We live in a community that screams, “Comfort!” And I need you to hear me if you’re going to understand the point of this post. There is nothing wrong with having comfort. Nothing. Any comfort we have is granted by God, and we’re never called to SEEK the uncomfortable. BUT sometimes I think we fight too hard to get out of the uncomfortable when it comes. Sometimes I think we deceive ourselves to believe some type of Utopian heaven will happen in this life. But scripture teaches the opposite. All of creation is in “bondage to decay.” This world is fallen, broken. Everything in it, our bodies included, are deteriorating. We can do everything right– eat a Paleo diet, get 150 minutes of exercise a week, have regular examines, take the right supplements, get 7-8 hours of sleep a night–and there will still be days, weeks, years we may not feel good. Then there’s aging in general. Eventually our bodies will stop the fight no matter how we’ve lived our previous years, and the suffering will certainly come then.

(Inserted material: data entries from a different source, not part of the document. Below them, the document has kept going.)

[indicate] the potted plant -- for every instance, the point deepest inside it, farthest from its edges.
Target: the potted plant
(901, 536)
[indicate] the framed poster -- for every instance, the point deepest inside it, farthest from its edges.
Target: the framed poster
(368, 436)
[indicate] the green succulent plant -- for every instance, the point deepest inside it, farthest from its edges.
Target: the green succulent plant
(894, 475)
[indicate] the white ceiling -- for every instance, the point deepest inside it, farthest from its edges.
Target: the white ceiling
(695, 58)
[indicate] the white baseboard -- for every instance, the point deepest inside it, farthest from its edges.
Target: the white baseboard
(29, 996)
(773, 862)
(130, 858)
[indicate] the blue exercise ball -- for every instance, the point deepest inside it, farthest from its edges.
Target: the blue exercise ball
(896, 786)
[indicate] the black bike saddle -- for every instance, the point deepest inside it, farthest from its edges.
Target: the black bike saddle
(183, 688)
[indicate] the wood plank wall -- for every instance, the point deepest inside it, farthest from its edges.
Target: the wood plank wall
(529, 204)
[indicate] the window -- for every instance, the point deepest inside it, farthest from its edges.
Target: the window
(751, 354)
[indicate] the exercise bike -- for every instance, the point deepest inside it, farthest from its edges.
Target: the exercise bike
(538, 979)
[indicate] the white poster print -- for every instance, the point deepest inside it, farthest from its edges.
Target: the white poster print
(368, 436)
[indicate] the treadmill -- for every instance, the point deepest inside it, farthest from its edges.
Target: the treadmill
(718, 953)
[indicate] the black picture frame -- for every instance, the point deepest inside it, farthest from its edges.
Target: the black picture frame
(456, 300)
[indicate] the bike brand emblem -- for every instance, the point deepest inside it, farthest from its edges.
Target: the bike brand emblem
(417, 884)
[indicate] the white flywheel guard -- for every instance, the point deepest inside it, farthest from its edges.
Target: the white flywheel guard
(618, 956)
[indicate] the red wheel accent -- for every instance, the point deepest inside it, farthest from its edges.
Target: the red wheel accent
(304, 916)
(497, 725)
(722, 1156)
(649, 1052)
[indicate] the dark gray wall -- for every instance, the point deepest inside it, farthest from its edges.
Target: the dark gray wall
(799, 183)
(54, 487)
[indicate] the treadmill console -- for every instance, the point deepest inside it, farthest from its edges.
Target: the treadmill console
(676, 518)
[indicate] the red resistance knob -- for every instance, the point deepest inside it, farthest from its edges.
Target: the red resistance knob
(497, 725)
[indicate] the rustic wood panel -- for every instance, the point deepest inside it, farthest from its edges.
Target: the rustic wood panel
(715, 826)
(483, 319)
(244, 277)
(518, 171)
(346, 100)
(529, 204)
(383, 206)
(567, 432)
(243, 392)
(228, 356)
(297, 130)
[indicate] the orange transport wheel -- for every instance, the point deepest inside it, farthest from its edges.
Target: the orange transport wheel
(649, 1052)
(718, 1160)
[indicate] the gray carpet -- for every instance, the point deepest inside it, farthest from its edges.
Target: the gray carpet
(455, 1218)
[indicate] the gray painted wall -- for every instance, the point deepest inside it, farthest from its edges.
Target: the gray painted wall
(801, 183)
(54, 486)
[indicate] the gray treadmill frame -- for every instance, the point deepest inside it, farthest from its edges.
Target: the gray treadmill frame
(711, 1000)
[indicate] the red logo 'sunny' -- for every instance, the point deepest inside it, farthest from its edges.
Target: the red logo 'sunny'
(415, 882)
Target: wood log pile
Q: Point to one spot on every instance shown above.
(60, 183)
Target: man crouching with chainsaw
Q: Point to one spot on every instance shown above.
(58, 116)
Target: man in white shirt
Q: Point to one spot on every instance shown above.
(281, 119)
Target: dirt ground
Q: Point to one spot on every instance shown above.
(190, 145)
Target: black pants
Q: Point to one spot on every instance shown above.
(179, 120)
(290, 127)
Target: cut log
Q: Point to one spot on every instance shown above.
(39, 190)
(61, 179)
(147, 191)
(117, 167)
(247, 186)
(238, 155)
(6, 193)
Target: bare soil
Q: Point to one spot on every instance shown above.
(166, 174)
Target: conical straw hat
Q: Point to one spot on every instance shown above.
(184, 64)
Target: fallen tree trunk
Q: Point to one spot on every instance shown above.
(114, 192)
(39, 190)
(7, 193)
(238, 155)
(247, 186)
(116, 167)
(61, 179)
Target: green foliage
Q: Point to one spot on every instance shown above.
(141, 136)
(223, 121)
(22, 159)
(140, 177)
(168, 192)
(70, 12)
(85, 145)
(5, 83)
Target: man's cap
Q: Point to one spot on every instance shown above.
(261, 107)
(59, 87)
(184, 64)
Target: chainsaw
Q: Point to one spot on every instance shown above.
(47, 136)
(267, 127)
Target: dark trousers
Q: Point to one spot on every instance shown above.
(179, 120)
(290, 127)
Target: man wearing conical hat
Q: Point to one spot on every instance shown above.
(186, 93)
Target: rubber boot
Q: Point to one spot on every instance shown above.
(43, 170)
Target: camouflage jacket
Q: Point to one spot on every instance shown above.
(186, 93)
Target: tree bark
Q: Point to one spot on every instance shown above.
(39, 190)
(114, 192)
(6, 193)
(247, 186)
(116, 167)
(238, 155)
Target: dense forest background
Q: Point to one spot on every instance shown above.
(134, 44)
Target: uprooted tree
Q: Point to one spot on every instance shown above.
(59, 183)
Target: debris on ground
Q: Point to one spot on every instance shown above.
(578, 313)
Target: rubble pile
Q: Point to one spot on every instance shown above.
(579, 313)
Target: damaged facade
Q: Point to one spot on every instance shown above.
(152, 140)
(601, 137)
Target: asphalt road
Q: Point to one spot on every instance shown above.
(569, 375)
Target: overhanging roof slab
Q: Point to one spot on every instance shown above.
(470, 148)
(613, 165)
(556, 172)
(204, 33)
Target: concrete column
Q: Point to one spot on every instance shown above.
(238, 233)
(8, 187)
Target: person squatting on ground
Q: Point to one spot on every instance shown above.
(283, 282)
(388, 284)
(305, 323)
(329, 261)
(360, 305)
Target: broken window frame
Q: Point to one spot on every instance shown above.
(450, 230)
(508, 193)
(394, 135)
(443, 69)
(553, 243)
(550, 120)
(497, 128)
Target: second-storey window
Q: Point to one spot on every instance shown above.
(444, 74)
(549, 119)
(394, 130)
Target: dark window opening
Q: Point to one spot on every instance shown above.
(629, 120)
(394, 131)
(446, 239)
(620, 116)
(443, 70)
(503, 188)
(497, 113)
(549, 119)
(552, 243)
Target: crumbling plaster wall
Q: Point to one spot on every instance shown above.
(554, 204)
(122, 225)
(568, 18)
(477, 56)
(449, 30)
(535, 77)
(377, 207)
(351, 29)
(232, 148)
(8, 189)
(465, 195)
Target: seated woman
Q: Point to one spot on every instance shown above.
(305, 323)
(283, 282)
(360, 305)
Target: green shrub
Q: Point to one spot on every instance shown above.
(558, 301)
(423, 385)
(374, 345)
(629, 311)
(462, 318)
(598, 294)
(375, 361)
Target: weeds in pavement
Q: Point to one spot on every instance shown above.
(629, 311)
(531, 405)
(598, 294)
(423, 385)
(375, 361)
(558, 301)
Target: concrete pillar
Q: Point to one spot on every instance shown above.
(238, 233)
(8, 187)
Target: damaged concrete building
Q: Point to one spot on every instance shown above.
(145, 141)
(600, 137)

But if we fight so hard for comfort, how do we handle it when things just stay uncomfortable? When life is too hard? There’s nothing to do but lose the battle. We let life be hard. There’s a false saying that God will never give us more than we can handle. That verse (1 Cor 10:13) is about temptation, not suffering. Instead, we’re told that “our present sufferings are not worth comparing with the glory that will be revealed in us.”

I developed Crohn’s disease 12 years ago. Before that time, I was very healthy. Now there are no pain free days, and few days without fairly severe pain. Between that and birthing six babes, I don’t notice most of the pain in my body anymore. Pain is such a part of my daily life that I have a harder time noticing cricks in my neck, joint pains, stomach aches, or cramps during my cycle. Twelve years ago I was aware of every single itch. Sometimes pain is necessary to help work through pain. And sometimes the pain is what pushes us to look to Jesus: “Not only so, but we ourselves, who have the firstfruits of the Spirit, groan inwardly as we wait eagerly for our adoption to sonship, the redemption of our bodies. For in this hope we were saved. But hope that is seen is no hope at all. Who hopes for what they already have? But if we hope for what we do not yet have, we wait for it patiently.”

So I’ve been reflecting on this, beginning to understand how much I need to stop trying so hard to make this life easier and instead rest in God’s mercy to fight the good fight anyway. When I seek comfort, I miss Jesus. When I seek Jesus, I find the only rest that matters. Jesus promises, “Come to me, all you who are weary and burdened, and I will give you rest.” I’m learning to keep pressing on no matter how much pain, no matter how tired, no matter how much is on my plate. Fighting because the battle’s already been won in the empty tomb. Fighting to the end knowing this isn’t my forever body, knowing one day I’ll see him face to face and all pain, fatigue, stress, and heartache will be gone. “There will be no more death or mourning or crying or pain, for the old order of things has passed away.”